Abstract

Coordinated speed of interconnected motors has vast application in the industry. Typically, the smooth operation of the system relies on the coordinated speed of the multiple motors such as the conveyer belt system. Thus, the problem to have coordinated speed in a network-connected motor is mostly dealt with wire-connected architectures such as cross coupling. The presented study suggests a unique design to deal with the said problem by proposing a network model consisting of a DC chopper drive, termed as an i_th agent of a network, while a leader-follower multiagent consensus algorithm is used, in a supervisory role, to ensure coordinated speed. Moreover, a hybrid controller (Fuzzy MRAC-RST), composed of Fuzzy logic controller, pole placement controller (F-RST), along with model reference adaptive controller (MRAC), is used to control the i_th agent. The proposed hybrid controller along with MAS consensus algorithm forms an adaptive tracking performance and ensure coordinated speed. The MATLAB platform is used for simulation purpose, and the obtained results validate the design concept.

1. Introduction

Recently, coordinated activities among distributed identical agents to achieve a global task are becoming a major area of focus in the control community. This problem of coordinated action is said to be a consensus problem or a multiagent system (MAS) consensus problem. It is obvious that coordination among agents requires communication among them, and thus they are modeled in a predefined network environment to perform the desired task and achieve consensus. Numerous authors use a consensus approach to address a variety of problems under different circumstances, such as those in [1–7]. Thus, it is obvious that the network control system (NCS) provides a basis for MAS, and therefore, NCS-based methods are adopted to model a variety of control problems, as addressed by [8–15].

On the other hand, the fuzzy logic-based multiagent approach is also gaining momentum to address numerous problems, not only in the control community but also in the related engineering domains due to their adaptive design of the controller, as well as system flexibility to the node (agent) malfunction. In [16], a distributed network of smart sensors is constructed for the purpose of information gathering about gas consumption. The author proposes MAS scheme, such that a fuzzy controller, smart sensor, gas volume, time, and temperature form agent model. The author shows that the proposed model optimized the consumption of gas in urban areas.

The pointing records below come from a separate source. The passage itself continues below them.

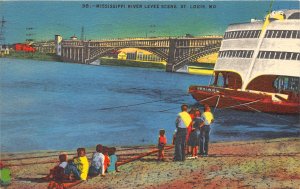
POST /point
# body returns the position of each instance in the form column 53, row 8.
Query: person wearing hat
column 183, row 121
column 208, row 119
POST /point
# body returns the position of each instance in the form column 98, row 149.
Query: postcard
column 149, row 94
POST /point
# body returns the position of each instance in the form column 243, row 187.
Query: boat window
column 282, row 55
column 288, row 56
column 269, row 34
column 294, row 56
column 280, row 34
column 259, row 54
column 295, row 15
column 285, row 83
column 273, row 34
column 253, row 34
column 272, row 55
column 289, row 33
column 298, row 34
column 294, row 34
column 247, row 34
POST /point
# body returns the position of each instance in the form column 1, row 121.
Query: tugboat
column 258, row 67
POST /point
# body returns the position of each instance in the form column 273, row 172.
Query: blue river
column 58, row 106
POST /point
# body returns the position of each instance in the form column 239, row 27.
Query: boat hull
column 223, row 98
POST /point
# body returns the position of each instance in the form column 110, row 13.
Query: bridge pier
column 176, row 51
column 171, row 55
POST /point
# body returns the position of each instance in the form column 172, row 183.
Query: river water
column 57, row 106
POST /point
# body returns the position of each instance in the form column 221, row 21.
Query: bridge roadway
column 177, row 52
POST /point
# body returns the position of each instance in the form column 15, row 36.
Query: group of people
column 103, row 160
column 192, row 131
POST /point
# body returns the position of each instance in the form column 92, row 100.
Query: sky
column 42, row 20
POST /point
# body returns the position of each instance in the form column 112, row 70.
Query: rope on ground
column 246, row 104
column 243, row 104
column 129, row 105
column 189, row 104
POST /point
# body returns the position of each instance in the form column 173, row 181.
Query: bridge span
column 177, row 52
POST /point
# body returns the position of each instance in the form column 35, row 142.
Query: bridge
column 177, row 52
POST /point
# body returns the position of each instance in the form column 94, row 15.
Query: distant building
column 147, row 57
column 58, row 40
column 44, row 46
column 131, row 55
column 4, row 50
column 122, row 56
column 19, row 47
column 73, row 37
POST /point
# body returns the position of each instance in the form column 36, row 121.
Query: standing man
column 183, row 120
column 208, row 119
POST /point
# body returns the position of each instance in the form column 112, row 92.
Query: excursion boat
column 258, row 66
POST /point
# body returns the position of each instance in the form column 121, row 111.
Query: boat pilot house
column 258, row 66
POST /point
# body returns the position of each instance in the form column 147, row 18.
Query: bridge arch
column 98, row 52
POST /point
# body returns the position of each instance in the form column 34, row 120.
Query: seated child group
column 103, row 160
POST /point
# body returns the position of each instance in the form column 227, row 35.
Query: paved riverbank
column 251, row 164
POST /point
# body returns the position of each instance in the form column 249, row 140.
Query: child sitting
column 97, row 162
column 162, row 141
column 58, row 172
column 113, row 160
column 79, row 167
column 194, row 139
column 106, row 159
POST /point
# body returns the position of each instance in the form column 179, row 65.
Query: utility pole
column 29, row 34
column 2, row 30
column 82, row 33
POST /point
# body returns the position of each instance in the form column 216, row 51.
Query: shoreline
column 195, row 68
column 261, row 163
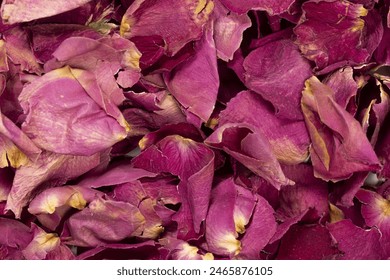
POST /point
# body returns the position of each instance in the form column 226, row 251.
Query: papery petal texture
column 336, row 154
column 177, row 22
column 67, row 121
column 265, row 73
column 14, row 11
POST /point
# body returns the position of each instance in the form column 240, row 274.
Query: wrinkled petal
column 41, row 244
column 272, row 7
column 49, row 170
column 289, row 139
column 221, row 232
column 67, row 122
column 105, row 221
column 198, row 74
column 260, row 230
column 355, row 242
column 265, row 73
column 376, row 213
column 318, row 35
column 250, row 148
column 228, row 31
column 307, row 243
column 191, row 161
column 340, row 147
column 177, row 22
column 14, row 11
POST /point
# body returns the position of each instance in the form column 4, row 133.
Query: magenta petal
column 49, row 113
column 318, row 35
column 355, row 242
column 272, row 7
column 228, row 31
column 114, row 176
column 41, row 244
column 340, row 146
column 49, row 170
column 14, row 11
column 14, row 234
column 221, row 232
column 191, row 161
column 265, row 73
column 250, row 148
column 198, row 74
column 16, row 148
column 177, row 22
column 289, row 139
column 105, row 221
column 343, row 85
column 260, row 230
column 307, row 243
column 376, row 213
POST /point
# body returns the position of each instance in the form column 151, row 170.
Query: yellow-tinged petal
column 230, row 243
column 77, row 201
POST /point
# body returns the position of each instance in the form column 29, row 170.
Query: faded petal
column 251, row 148
column 105, row 221
column 289, row 139
column 49, row 170
column 355, row 242
column 15, row 11
column 177, row 22
column 195, row 82
column 69, row 121
column 265, row 73
column 273, row 7
column 340, row 147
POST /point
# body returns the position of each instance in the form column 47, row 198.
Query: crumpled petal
column 251, row 148
column 48, row 170
column 192, row 162
column 221, row 235
column 340, row 147
column 41, row 244
column 177, row 22
column 197, row 75
column 289, row 139
column 67, row 122
column 343, row 86
column 265, row 73
column 19, row 50
column 105, row 221
column 272, row 7
column 259, row 231
column 376, row 213
column 228, row 30
column 181, row 250
column 304, row 242
column 14, row 238
column 15, row 11
column 355, row 242
column 318, row 34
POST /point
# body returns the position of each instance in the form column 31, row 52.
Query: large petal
column 318, row 35
column 289, row 139
column 48, row 170
column 14, row 11
column 251, row 148
column 340, row 147
column 355, row 242
column 266, row 73
column 67, row 121
column 273, row 7
column 177, row 22
column 105, row 221
column 195, row 82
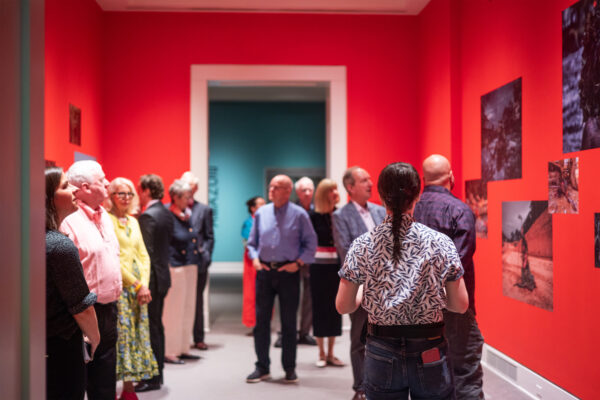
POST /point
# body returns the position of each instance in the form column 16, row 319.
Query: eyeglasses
column 123, row 195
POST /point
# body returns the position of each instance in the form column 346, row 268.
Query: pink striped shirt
column 93, row 233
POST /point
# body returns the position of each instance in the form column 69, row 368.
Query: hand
column 290, row 267
column 144, row 296
column 259, row 266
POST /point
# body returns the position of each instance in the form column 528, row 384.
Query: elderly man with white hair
column 91, row 229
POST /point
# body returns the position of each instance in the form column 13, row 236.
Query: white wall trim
column 531, row 384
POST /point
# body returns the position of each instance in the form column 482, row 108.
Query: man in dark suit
column 202, row 220
column 349, row 222
column 156, row 224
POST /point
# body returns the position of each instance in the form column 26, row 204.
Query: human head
column 88, row 177
column 437, row 171
column 280, row 190
column 180, row 193
column 254, row 204
column 358, row 184
column 326, row 196
column 60, row 199
column 151, row 188
column 122, row 197
column 304, row 190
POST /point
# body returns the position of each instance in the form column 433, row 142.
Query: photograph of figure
column 581, row 79
column 563, row 186
column 527, row 252
column 476, row 198
column 501, row 133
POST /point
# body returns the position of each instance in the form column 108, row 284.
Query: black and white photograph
column 476, row 198
column 527, row 268
column 563, row 186
column 501, row 133
column 581, row 76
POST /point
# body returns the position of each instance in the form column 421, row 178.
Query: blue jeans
column 394, row 368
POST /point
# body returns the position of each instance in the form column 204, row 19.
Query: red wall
column 147, row 102
column 73, row 76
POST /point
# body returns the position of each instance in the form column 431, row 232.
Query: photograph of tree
column 581, row 76
column 501, row 133
column 527, row 253
column 476, row 198
column 563, row 186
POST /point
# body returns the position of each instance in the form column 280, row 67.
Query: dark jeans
column 65, row 369
column 394, row 368
column 102, row 371
column 199, row 321
column 287, row 286
column 466, row 344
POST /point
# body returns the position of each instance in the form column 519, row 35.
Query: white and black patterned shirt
column 408, row 292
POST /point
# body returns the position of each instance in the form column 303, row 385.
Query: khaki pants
column 180, row 310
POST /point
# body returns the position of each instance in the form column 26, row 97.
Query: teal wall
column 246, row 137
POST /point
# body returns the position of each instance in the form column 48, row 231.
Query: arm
column 457, row 297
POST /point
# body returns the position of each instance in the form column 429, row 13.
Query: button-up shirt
column 440, row 210
column 93, row 233
column 282, row 234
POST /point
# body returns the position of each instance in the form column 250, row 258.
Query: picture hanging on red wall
column 476, row 198
column 501, row 133
column 563, row 186
column 581, row 76
column 527, row 270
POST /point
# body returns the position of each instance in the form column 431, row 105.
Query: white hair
column 305, row 180
column 84, row 171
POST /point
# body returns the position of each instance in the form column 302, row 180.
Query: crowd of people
column 129, row 291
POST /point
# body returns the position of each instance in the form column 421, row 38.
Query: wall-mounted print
column 74, row 125
column 563, row 186
column 597, row 240
column 476, row 196
column 527, row 252
column 501, row 133
column 581, row 76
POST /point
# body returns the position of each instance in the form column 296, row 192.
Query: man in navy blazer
column 349, row 222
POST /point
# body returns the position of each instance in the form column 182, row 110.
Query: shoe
column 257, row 376
column 201, row 346
column 176, row 361
column 188, row 356
column 146, row 387
column 290, row 377
column 307, row 339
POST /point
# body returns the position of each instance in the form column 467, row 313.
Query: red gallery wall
column 73, row 65
column 499, row 41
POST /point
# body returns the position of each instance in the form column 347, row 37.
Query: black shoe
column 187, row 356
column 290, row 377
column 146, row 387
column 307, row 339
column 257, row 376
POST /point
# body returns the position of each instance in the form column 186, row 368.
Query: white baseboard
column 521, row 377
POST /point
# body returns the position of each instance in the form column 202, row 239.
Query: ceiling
column 394, row 7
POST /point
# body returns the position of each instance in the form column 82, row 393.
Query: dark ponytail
column 398, row 186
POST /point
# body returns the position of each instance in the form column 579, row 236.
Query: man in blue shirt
column 282, row 239
column 440, row 210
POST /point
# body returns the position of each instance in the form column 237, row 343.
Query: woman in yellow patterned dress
column 135, row 360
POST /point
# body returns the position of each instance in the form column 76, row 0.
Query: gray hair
column 84, row 171
column 178, row 188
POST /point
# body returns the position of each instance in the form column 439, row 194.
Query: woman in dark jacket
column 68, row 299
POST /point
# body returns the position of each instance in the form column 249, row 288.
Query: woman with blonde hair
column 135, row 360
column 324, row 279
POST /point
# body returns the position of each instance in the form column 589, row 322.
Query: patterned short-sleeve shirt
column 408, row 292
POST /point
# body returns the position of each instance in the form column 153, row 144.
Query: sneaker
column 290, row 377
column 257, row 376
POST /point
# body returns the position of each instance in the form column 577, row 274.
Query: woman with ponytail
column 403, row 274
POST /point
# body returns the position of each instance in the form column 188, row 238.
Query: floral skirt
column 135, row 360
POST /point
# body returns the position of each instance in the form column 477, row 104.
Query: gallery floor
column 221, row 372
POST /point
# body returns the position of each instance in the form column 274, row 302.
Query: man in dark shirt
column 440, row 210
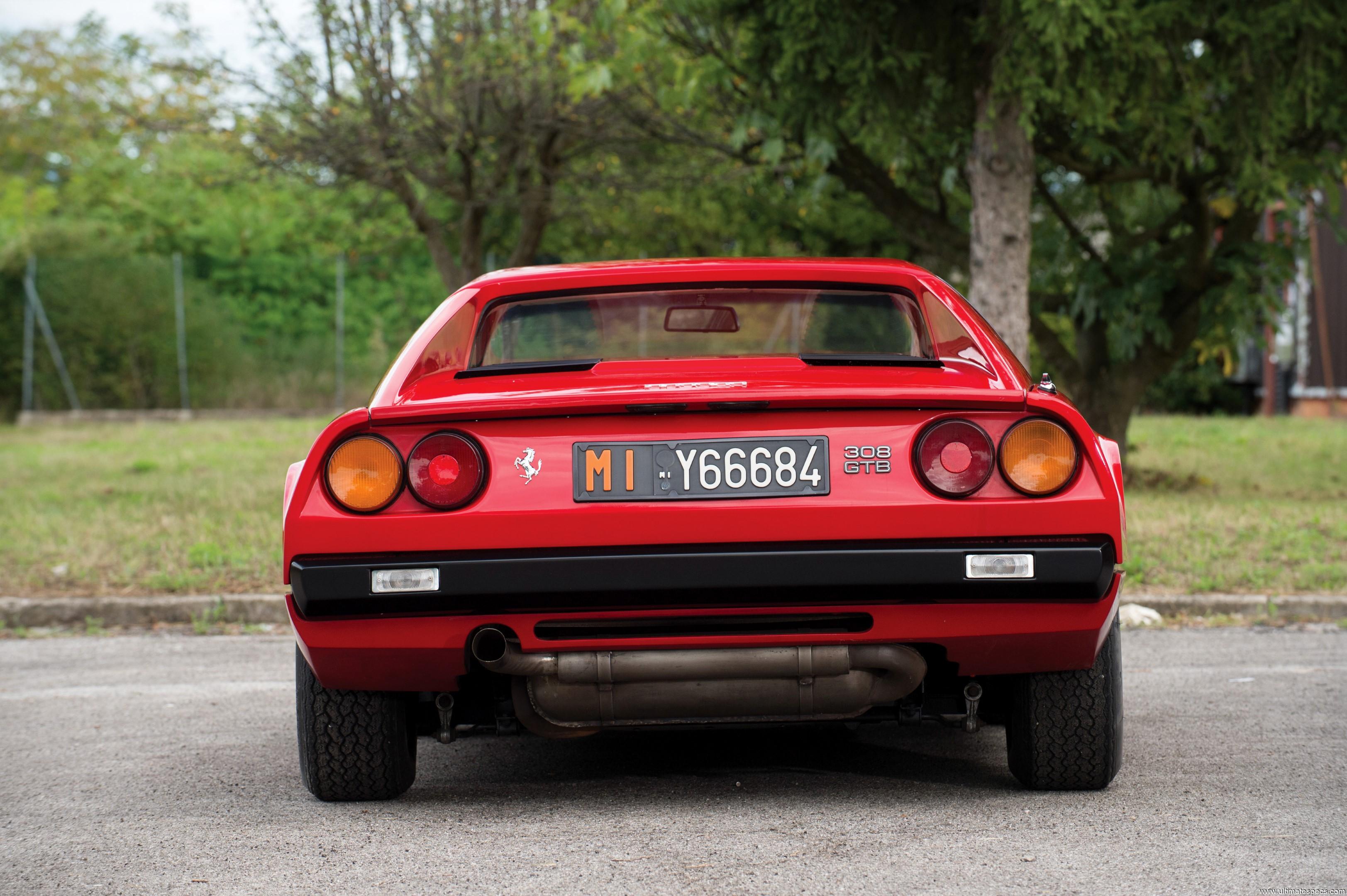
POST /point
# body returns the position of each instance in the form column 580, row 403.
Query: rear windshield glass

Similarly, in [17], a distributed MAS architecture is designed for energy management system (EMS), such that the hybrid energy systems (HES) are formed as a collection of interconnected elements (modeled as agents), to acquire a collective task. In the proposed design, the battery agent is governed by fuzzy logic and therefore called a fuzzy agent, which provides output power as per the fuzzy rules. Additionally, there are various researchers who had explored a different kind of MAS problem with fuzzy logic control, such as those in [18–21].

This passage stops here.